How can we encourage girls to enjoy maths and science subjects? Is there some way that we can tempt girls across the great geek divide to the point where they consider STEM careers? There are of course lots of possible answers to this. One which I came across recently in an interesting press release is to develop intelligent tutoring systems tailored to improve maths scores among girls. Woolf and her colleagues at UMass Amherst were interested in providing extra support for girls, and decided to include an emotionally sensitive component to the tutoring system which would give encouragement and help based on the students’ detected affective state. As far as I can tell from the press release, the research results from their field studies are not yet available.
The tutoring system is personified with an optional animated agent who offers emotional support and other advice tuned around the users’ emotional state. It turns out that the boys more often turn off the agent than the girls, which is consistent with some of my own previous work where older boys (12 years) were more likely than girls or younger boys (10-11years) to prefer a tutoring system without an animated agent (see Robertson et al. 2004 if you care). Maybe boys don’t want emotional support. Or maybe they do but they don’t want it conveyed through an animated character. Users of the wretched Microsoft Clippy might sympathise with that view point. (“I see you are feeling upset. Would you like me to a) contort myself into a disturbing hug shape b) administer an electrical shock to see if it helps you focus or c) give you an easier maths problem?)
But how on earth do you reliably infer a user’s mood from their behaviour when using the system? This is a fascinating research topic in its own right, quite apart from the issue of how the tutoring system then responds sensibly to this information. In the UMass research, they use a combination of sensors and cameras with which “the computer can recognize when students are happy or stressed, fidgeting, frustrated or feeling confident”. They also use cues such as “the time taken to answer questions; number of hints requested and grip on the mouse.” As you might imagine, there are huge problems in working out which items in this potentially massive volume of data are most indicative of the users’ emotional state. There is also a reliability problem; Woolf and colleagues report 70 – 80% accuracy when using the camera. Is this reliable enough to base a tutoring system action on? What are the repercussions when it gets it wrong? These are interesting open questions.

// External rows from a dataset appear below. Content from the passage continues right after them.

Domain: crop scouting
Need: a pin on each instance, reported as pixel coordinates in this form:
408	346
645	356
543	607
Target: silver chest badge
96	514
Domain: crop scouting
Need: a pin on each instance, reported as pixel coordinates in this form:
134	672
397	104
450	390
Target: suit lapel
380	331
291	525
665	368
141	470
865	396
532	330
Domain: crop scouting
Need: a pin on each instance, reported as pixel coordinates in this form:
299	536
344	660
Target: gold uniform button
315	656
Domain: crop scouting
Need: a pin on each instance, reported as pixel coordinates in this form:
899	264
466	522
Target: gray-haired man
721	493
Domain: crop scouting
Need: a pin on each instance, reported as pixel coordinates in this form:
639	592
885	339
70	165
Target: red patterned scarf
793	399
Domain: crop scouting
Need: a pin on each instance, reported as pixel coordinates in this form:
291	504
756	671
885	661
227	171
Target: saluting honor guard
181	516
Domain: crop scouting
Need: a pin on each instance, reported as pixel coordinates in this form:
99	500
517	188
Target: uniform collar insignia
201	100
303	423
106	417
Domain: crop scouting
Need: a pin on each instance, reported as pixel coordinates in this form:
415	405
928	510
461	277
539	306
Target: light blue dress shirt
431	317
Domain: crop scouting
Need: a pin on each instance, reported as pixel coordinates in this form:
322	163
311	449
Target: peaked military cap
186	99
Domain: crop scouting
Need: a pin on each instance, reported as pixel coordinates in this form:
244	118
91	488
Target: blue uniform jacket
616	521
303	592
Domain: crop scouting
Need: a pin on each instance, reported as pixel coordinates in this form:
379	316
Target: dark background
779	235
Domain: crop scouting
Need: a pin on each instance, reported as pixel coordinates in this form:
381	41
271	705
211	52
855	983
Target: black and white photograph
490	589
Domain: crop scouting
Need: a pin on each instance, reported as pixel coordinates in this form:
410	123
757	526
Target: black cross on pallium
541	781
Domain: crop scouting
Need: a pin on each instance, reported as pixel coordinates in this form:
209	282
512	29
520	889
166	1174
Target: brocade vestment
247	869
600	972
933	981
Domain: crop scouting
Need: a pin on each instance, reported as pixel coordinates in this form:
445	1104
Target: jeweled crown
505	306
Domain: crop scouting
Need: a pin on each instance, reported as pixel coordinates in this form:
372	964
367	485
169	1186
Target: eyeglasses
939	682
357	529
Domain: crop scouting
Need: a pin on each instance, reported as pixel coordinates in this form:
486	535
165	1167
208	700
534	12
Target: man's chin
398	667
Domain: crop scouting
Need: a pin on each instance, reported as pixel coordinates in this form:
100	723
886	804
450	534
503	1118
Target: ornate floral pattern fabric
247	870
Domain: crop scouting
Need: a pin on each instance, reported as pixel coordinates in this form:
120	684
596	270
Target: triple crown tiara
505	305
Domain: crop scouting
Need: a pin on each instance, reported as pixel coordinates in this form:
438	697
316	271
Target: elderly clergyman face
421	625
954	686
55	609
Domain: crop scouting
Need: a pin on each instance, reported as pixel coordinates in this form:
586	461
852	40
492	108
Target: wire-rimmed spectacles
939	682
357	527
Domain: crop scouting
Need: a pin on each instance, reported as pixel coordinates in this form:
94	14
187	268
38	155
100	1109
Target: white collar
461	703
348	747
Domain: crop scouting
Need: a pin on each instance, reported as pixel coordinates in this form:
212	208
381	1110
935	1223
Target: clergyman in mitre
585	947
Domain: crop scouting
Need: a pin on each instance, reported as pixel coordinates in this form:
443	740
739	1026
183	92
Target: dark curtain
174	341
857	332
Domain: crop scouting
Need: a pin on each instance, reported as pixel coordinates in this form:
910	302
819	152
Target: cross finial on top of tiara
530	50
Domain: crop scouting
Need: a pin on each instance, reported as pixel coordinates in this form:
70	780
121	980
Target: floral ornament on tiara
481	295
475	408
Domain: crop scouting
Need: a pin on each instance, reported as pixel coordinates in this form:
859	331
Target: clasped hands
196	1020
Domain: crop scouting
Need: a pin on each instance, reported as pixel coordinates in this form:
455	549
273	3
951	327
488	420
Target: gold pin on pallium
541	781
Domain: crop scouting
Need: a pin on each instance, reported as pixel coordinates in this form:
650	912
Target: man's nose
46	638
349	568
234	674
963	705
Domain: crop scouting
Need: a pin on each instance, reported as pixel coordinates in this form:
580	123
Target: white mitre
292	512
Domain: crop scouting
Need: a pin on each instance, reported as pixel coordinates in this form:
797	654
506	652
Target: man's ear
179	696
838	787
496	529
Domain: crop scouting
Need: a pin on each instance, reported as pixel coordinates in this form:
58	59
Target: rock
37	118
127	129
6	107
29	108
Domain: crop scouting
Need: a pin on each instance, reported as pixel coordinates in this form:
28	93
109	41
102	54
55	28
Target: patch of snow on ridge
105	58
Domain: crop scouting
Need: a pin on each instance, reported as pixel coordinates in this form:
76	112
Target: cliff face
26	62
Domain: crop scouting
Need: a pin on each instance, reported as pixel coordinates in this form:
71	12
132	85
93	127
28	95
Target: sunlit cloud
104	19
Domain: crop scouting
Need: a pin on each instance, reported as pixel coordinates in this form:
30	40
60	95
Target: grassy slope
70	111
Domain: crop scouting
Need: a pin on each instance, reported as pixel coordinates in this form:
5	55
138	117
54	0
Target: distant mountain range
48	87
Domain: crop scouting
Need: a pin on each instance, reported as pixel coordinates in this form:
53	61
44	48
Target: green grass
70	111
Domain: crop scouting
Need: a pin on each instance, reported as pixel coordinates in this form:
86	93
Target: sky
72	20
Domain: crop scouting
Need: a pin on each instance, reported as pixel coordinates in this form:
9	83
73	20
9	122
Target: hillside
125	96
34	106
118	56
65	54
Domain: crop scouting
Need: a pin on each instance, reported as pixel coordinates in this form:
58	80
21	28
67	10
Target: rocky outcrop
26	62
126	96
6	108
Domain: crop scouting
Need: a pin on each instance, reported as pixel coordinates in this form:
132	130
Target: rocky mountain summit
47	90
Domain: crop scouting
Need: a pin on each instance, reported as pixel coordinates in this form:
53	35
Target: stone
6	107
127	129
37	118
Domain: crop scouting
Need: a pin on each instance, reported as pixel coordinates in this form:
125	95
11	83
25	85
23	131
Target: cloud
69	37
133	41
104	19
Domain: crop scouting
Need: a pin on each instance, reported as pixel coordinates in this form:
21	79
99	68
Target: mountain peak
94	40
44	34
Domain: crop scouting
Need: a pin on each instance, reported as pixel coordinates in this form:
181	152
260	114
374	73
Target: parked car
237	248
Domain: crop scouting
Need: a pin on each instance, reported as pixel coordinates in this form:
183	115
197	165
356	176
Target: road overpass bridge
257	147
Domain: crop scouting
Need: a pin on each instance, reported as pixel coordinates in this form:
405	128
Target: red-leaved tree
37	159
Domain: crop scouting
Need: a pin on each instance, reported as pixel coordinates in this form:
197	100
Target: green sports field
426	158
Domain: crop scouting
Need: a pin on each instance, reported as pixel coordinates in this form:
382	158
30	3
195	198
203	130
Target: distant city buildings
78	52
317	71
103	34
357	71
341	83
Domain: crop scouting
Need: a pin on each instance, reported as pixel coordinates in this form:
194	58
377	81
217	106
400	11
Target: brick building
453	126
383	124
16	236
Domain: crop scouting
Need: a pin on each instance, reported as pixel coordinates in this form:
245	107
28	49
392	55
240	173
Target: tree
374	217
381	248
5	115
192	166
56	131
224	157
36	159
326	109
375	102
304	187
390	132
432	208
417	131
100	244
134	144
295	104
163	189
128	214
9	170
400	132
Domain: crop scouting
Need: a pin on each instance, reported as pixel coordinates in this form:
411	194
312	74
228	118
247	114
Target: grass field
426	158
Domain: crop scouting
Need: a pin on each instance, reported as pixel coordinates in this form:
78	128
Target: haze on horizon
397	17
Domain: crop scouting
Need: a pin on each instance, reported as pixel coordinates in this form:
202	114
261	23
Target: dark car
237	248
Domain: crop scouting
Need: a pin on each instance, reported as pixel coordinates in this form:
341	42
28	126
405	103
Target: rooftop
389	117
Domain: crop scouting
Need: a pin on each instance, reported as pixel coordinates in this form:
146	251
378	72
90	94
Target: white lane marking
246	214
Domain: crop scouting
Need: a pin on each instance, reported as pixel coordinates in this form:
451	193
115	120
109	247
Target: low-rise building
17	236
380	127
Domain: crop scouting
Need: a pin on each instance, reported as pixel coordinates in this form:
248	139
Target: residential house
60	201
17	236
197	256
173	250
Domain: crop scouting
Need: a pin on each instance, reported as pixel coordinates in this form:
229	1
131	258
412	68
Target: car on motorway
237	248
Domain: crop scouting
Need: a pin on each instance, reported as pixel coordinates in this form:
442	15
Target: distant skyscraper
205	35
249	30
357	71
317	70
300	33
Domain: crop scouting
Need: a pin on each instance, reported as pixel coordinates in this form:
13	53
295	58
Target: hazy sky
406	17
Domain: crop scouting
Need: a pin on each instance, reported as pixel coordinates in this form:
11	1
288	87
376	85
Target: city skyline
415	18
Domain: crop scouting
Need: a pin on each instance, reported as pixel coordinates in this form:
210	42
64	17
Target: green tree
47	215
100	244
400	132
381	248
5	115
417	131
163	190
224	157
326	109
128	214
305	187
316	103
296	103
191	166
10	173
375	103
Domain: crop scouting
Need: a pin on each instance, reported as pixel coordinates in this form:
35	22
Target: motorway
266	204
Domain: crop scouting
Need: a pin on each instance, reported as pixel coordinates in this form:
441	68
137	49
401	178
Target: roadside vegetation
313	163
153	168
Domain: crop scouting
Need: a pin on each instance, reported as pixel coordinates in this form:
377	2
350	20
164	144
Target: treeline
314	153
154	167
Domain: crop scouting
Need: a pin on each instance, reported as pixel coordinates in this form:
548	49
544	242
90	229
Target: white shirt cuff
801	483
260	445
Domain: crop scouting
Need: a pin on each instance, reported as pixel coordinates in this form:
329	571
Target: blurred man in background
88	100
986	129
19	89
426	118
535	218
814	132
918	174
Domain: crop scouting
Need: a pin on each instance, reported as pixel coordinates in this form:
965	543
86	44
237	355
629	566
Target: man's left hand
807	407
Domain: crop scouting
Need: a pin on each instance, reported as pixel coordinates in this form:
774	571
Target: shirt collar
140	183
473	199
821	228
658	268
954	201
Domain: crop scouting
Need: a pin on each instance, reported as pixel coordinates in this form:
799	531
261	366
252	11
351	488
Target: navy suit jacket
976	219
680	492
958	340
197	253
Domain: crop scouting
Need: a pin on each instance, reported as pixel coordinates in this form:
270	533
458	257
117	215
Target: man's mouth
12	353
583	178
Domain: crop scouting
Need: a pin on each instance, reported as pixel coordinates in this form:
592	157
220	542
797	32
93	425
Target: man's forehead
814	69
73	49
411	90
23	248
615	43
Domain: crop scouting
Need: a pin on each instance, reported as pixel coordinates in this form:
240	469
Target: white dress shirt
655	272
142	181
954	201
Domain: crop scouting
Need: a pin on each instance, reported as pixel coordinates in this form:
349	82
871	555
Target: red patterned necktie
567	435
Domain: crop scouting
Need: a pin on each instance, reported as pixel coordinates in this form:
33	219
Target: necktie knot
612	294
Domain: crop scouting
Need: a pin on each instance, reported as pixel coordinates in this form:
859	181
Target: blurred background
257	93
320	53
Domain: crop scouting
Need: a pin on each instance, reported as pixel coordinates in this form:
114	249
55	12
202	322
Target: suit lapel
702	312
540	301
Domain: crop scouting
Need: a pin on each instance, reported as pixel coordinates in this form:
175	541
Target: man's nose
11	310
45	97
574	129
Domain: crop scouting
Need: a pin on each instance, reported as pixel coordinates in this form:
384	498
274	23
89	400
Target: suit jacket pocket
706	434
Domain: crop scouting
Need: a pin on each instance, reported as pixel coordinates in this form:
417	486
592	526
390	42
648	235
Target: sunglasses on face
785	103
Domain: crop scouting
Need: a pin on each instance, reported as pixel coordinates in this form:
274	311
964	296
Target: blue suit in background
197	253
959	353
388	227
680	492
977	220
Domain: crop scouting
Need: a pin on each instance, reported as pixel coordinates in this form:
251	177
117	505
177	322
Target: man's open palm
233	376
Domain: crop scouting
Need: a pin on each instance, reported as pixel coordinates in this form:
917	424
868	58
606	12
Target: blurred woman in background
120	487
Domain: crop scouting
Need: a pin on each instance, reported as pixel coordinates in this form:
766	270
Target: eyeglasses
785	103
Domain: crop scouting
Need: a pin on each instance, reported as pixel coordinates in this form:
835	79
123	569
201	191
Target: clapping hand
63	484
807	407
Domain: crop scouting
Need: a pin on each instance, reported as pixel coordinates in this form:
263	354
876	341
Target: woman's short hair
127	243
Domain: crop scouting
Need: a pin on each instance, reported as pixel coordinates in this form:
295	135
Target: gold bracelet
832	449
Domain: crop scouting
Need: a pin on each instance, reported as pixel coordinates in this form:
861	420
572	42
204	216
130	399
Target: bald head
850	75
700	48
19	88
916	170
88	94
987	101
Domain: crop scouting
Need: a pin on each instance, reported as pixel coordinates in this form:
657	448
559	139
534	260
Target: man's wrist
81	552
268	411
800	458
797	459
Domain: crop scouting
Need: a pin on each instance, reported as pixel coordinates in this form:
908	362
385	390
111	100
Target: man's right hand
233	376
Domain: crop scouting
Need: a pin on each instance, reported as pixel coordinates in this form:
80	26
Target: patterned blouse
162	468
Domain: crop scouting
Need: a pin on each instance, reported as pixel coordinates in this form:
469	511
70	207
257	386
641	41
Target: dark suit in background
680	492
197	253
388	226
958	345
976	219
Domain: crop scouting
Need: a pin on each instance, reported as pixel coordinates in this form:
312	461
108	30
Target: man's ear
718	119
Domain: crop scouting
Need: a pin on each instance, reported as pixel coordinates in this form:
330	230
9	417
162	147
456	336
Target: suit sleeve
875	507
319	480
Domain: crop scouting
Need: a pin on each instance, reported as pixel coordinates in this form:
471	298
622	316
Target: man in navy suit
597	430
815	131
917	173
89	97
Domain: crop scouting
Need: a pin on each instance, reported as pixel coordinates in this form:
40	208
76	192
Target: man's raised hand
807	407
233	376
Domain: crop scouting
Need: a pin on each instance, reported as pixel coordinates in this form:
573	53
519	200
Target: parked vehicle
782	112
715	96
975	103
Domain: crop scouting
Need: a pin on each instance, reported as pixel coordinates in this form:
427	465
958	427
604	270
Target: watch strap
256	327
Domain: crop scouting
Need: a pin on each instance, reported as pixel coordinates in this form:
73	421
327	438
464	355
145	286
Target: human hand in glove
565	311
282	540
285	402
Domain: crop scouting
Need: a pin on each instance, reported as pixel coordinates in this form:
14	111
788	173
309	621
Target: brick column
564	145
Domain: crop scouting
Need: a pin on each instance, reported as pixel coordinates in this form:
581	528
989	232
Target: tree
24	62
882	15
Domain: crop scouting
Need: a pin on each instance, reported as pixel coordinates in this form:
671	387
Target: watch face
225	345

I recently heard a talk by Madeline Balaam which had some intriguing thoughts about how teachers might respond to learners’ emotional states (Balaam et al in press). She made the point that researchers have hereto assumed that human teachers know how to respond to their pupils’ feelings assuming they have the information to diagnose them. This turns out to be not necessarily true. In Madeline’s research, she designed Subtle Stones which are tangible devices which high school students can use to convey their emotional state by squeezing the stone to change its colour. The colour/emotion mappings are private to the student (blue might mean happy for me but bored for you) but the teacher has a special display which translates the individual emotion mappings to a standard display, meaning that she can get an overview of the emotional state of every class member in real time. In contrast to Woolf’s system, the users self-report their emotional states rather than having the system infer them from behavioural cues.
I have to admit that I would find it challenging to know what to do if I had access to such a rich source of information about the feelings of my students (beyond the obvious few who fall asleep on the desks). Are they unhappy because they split up with their girlfriend or because I bore them to tears? Is it OK for a learner to feel frustrated for a time if they eventually indicate that they are feeling proud because their work has paid off? I can imagine a first year programming lab class where everyone spends most of the class frustrated and then there are little bursts of pride as people finally get their compiler errors sorted out. What do I do if half the class is happy but the other half is bored? (This is presumably not a problem for an ITS which is dealing with one student at a time.)
To conclude: Woolf’s project is a great example of research which tries to solve a real world problem by tackling extremely challenging research issues. As this particular real world problem has an impact on girls’ attainment and interest in maths and sciences, various people in the ACM community will be watching with interest.
References
Balaam, M., Luckin, R., Good, J. (In press). Alsmeyer, M., Luckin, R., Good, J. Jump Starting Affective Communication in the Classroom with the Subtle Stone. International Journal of Learning Technologies.
Robertson, J., Cross, B., MacLeod, H., and Wiemer-Hastings, P. ( 2004) Children's interactions with animated agents in an Intelligent Tutoring System. International Journal of Artificial Intelligence in Education. 14.335-357.